Try Not To Query All Rows


I wanted to take a look at HrQueryAllRows today. This is a popular function, especially among novice MAPI programmers. It seems ideal – you can pass your tag array, restriction, sort order all to one function and get all the rows back in one call. However, you pay a hidden price for this convenience. Let’s look at a pseudo-code implementation of the function.
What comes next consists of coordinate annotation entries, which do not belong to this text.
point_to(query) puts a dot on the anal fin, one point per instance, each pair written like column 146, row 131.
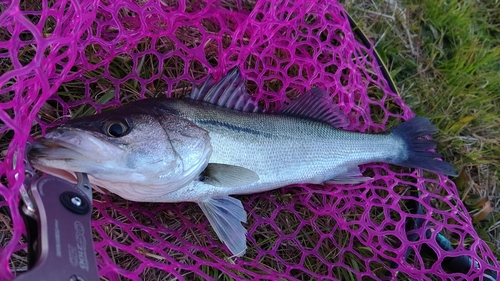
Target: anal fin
column 351, row 176
column 225, row 215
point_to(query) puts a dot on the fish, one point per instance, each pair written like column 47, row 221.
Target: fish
column 217, row 142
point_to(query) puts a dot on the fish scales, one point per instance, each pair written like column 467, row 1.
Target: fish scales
column 217, row 142
column 281, row 149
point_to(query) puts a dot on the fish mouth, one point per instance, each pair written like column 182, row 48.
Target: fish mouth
column 67, row 150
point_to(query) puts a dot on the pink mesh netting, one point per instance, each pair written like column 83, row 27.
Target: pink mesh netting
column 67, row 57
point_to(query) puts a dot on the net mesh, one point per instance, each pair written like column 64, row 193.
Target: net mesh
column 64, row 58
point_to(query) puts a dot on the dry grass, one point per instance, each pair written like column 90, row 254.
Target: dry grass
column 443, row 70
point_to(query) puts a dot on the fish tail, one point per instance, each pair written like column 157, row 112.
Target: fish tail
column 417, row 149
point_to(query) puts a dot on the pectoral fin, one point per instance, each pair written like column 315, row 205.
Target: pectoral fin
column 228, row 175
column 351, row 176
column 225, row 215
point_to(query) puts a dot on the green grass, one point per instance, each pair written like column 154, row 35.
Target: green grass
column 444, row 59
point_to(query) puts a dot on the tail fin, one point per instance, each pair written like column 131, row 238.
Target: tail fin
column 418, row 154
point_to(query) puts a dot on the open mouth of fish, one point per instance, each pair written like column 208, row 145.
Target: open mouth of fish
column 46, row 150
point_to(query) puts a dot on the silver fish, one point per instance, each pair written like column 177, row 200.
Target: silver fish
column 217, row 142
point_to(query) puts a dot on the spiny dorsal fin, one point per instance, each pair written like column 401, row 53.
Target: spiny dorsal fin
column 229, row 92
column 318, row 105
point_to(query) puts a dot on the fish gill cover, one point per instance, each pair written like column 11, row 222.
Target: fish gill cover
column 63, row 58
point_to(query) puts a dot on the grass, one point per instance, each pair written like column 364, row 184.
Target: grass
column 443, row 57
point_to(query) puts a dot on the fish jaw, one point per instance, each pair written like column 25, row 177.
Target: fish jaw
column 67, row 150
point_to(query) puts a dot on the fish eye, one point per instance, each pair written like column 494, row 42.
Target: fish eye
column 115, row 128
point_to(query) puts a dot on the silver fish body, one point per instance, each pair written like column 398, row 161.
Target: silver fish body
column 217, row 143
column 280, row 149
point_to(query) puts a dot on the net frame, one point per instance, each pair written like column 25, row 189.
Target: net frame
column 49, row 47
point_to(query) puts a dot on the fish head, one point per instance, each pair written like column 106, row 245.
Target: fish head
column 129, row 153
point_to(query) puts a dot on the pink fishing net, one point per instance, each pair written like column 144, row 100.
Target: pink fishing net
column 63, row 58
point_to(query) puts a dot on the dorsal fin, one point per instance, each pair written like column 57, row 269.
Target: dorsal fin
column 318, row 105
column 229, row 92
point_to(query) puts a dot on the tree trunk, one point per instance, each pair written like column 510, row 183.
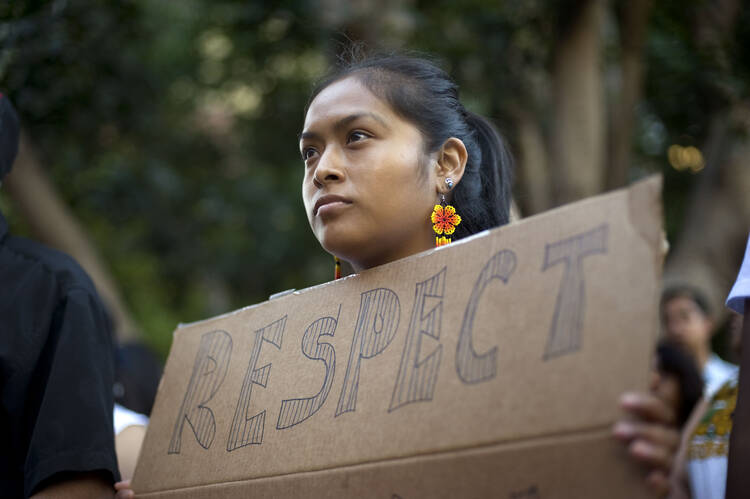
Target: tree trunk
column 633, row 24
column 533, row 169
column 53, row 224
column 578, row 128
column 709, row 250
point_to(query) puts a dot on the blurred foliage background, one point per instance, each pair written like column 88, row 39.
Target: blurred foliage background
column 167, row 131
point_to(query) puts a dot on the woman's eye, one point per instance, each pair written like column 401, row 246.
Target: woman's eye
column 307, row 153
column 356, row 137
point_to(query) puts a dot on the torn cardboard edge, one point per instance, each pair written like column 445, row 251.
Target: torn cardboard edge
column 465, row 473
column 435, row 367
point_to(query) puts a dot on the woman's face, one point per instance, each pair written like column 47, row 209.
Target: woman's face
column 368, row 188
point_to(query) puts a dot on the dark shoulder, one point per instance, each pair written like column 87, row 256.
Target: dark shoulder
column 22, row 257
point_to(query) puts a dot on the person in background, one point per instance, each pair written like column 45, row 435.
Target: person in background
column 677, row 380
column 56, row 366
column 386, row 145
column 687, row 321
column 701, row 465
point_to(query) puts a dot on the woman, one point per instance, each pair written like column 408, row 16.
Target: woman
column 384, row 141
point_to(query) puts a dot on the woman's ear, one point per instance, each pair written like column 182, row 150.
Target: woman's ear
column 451, row 162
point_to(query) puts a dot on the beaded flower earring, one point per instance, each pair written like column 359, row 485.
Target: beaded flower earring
column 444, row 219
column 337, row 271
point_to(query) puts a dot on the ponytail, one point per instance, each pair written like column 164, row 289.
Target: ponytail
column 483, row 195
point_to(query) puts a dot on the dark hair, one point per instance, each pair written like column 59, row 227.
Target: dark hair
column 674, row 360
column 689, row 292
column 422, row 93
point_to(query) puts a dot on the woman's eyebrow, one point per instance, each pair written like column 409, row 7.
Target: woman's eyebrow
column 344, row 122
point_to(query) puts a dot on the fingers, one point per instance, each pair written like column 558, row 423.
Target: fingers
column 123, row 490
column 658, row 482
column 648, row 407
column 657, row 434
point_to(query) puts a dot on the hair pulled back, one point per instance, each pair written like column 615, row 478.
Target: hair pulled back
column 423, row 94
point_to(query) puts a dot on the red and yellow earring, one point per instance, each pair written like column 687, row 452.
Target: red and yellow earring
column 337, row 271
column 444, row 219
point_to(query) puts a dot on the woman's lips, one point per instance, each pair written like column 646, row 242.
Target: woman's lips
column 329, row 203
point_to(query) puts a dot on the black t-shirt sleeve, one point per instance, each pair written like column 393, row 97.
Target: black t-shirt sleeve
column 73, row 430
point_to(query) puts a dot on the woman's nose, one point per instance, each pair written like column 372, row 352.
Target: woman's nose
column 329, row 168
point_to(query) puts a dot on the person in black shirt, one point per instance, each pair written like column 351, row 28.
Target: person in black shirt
column 56, row 366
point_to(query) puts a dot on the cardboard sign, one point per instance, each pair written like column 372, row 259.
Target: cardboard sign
column 487, row 368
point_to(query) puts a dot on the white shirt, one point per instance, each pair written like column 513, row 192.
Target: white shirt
column 124, row 417
column 741, row 288
column 717, row 372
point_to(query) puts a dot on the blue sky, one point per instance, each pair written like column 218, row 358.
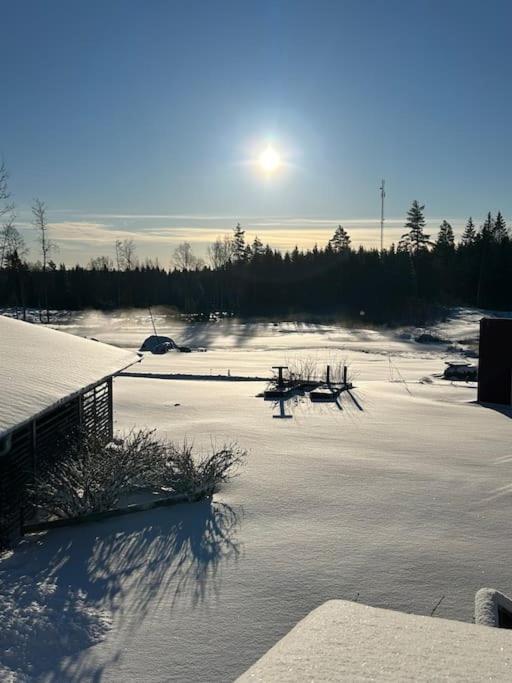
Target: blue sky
column 140, row 118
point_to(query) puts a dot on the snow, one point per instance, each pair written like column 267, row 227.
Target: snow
column 399, row 506
column 41, row 366
column 331, row 644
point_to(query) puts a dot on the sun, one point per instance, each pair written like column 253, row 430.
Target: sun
column 269, row 160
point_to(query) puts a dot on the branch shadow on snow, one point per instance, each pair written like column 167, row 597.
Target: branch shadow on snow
column 61, row 591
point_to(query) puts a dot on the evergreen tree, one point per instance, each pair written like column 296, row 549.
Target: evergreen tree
column 340, row 241
column 445, row 239
column 469, row 234
column 486, row 231
column 415, row 239
column 239, row 249
column 499, row 229
column 257, row 248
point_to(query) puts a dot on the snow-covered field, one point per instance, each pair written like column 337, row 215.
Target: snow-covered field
column 398, row 505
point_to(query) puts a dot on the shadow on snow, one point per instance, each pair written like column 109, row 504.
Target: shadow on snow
column 60, row 591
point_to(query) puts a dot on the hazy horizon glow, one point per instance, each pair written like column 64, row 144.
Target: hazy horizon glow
column 168, row 122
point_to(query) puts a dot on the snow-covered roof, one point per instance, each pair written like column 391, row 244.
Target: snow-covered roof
column 39, row 367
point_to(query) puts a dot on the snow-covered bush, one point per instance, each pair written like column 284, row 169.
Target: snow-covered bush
column 182, row 472
column 94, row 472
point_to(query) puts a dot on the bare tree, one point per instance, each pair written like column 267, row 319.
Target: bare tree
column 101, row 263
column 40, row 223
column 11, row 242
column 221, row 252
column 183, row 257
column 125, row 255
column 6, row 206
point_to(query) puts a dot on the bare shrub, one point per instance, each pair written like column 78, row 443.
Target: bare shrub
column 182, row 472
column 94, row 473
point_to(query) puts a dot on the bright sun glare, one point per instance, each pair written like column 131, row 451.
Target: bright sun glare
column 269, row 160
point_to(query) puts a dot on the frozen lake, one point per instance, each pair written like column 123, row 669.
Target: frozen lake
column 400, row 505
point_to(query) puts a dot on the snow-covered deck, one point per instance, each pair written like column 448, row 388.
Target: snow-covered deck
column 345, row 641
column 406, row 506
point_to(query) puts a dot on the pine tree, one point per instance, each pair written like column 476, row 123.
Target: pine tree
column 257, row 248
column 340, row 241
column 486, row 231
column 445, row 239
column 499, row 229
column 469, row 234
column 239, row 250
column 415, row 239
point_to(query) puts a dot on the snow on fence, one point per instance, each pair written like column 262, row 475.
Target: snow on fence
column 44, row 438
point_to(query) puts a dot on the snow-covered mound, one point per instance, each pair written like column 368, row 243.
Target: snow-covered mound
column 157, row 344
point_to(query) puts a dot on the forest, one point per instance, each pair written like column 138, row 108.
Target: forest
column 409, row 282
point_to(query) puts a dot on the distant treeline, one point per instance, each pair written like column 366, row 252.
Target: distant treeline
column 405, row 283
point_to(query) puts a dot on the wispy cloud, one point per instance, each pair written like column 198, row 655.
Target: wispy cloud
column 82, row 235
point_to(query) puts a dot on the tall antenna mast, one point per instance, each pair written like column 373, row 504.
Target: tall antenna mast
column 382, row 195
column 152, row 320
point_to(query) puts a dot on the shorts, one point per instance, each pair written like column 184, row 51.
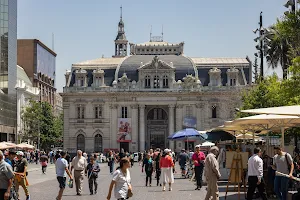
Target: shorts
column 62, row 182
column 183, row 167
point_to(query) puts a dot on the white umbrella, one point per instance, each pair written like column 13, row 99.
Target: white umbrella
column 283, row 110
column 269, row 122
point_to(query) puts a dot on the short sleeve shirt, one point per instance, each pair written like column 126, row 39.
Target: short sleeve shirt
column 6, row 173
column 121, row 186
column 281, row 163
column 61, row 165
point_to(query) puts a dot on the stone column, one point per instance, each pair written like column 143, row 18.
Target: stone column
column 142, row 128
column 171, row 125
column 134, row 125
column 178, row 125
column 114, row 126
column 199, row 116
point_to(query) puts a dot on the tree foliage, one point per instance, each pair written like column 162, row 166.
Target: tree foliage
column 40, row 122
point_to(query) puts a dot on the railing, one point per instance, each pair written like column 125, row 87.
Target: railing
column 111, row 89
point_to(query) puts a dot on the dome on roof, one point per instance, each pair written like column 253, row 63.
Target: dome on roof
column 130, row 65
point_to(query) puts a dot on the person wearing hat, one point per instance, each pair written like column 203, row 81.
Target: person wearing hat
column 212, row 174
column 21, row 172
column 10, row 158
column 6, row 176
column 198, row 158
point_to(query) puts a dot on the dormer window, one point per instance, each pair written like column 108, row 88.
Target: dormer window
column 156, row 81
column 232, row 76
column 147, row 82
column 165, row 82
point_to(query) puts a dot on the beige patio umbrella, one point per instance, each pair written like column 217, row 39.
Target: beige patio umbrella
column 269, row 122
column 283, row 110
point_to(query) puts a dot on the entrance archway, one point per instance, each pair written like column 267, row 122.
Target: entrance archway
column 157, row 128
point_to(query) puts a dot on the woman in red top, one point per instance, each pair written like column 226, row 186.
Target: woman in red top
column 198, row 158
column 167, row 165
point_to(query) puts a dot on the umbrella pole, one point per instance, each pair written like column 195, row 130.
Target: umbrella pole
column 282, row 137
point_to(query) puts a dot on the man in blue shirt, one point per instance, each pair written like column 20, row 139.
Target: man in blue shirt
column 61, row 173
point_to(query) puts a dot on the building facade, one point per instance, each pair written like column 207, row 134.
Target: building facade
column 39, row 63
column 25, row 93
column 135, row 101
column 8, row 69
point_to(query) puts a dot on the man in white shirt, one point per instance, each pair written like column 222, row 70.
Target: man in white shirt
column 255, row 175
column 79, row 164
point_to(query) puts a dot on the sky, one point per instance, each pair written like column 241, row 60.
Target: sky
column 85, row 30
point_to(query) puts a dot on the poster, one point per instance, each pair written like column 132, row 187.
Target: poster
column 124, row 130
column 190, row 122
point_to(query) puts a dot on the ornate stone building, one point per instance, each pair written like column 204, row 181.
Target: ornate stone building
column 135, row 101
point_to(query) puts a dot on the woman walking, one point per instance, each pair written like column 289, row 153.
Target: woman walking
column 167, row 166
column 148, row 163
column 122, row 181
column 111, row 161
column 157, row 168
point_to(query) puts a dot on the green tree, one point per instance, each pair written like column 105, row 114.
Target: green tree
column 255, row 73
column 41, row 124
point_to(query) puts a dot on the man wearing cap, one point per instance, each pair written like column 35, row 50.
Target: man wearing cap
column 6, row 175
column 212, row 174
column 21, row 170
column 198, row 158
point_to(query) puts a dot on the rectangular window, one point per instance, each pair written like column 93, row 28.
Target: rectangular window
column 189, row 111
column 98, row 111
column 80, row 111
column 124, row 112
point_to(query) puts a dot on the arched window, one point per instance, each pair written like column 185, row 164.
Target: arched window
column 156, row 81
column 98, row 143
column 165, row 82
column 80, row 142
column 147, row 82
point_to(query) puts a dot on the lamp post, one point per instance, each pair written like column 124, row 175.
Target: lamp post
column 260, row 46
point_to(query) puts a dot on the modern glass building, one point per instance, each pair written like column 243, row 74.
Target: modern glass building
column 8, row 69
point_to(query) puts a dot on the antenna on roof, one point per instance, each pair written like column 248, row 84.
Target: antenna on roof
column 151, row 34
column 162, row 33
column 53, row 41
column 121, row 12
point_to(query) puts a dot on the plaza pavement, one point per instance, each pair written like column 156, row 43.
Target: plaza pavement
column 45, row 187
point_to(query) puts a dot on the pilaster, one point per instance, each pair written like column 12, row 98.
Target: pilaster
column 142, row 128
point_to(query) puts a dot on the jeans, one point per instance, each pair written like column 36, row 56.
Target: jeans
column 199, row 174
column 281, row 187
column 111, row 166
column 252, row 182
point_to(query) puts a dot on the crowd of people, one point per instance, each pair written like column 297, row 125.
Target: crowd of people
column 160, row 163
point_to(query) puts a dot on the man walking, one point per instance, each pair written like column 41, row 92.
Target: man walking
column 62, row 170
column 212, row 174
column 79, row 164
column 183, row 158
column 198, row 158
column 255, row 175
column 283, row 163
column 93, row 169
column 6, row 175
column 21, row 173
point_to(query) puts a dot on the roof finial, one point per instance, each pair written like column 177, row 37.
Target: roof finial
column 151, row 34
column 121, row 12
column 162, row 33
I’ve removed most of the error handling to make the algorithm clearer:

STDAPI

HrQueryAllRows(LPMAPITABLE ptable,

   LPSPropTagArray ptaga,

   LPSRestriction pres,

   LPSSortOrderSet psos,

   LONG crowsMax,

   LPSRowSet FAR *pprows)

{

   HRESULT   hr;

   LPSRowSet prows = NULL;

   UINT      crows = 0;

   LPSRowSet prowsT;


   *pprows = NULL;


   if (ptaga) ptable->SetColumns(ptable, ptaga, TBL_BATCH);

   if (pres)  ptable->Restrict(ptable, pres, TBL_BATCH);

   if (psos)  ptable->SortTable(ptable, psos, TBL_BATCH);


   ptable->SeekRow(ptable, BOOKMARK_BEGINNING,0, NULL);


   if (crowsMax == 0) crowsMax = LONG_MAX;

   for (;;)

   {

      prowsT = NULL;


      // Retrieve some rows. Ask for the limit.

      hr = ptable->QueryRows(ptable, crowsMax, 0, &prowsT);


      // Add the rows just retrieved into the set we’re building.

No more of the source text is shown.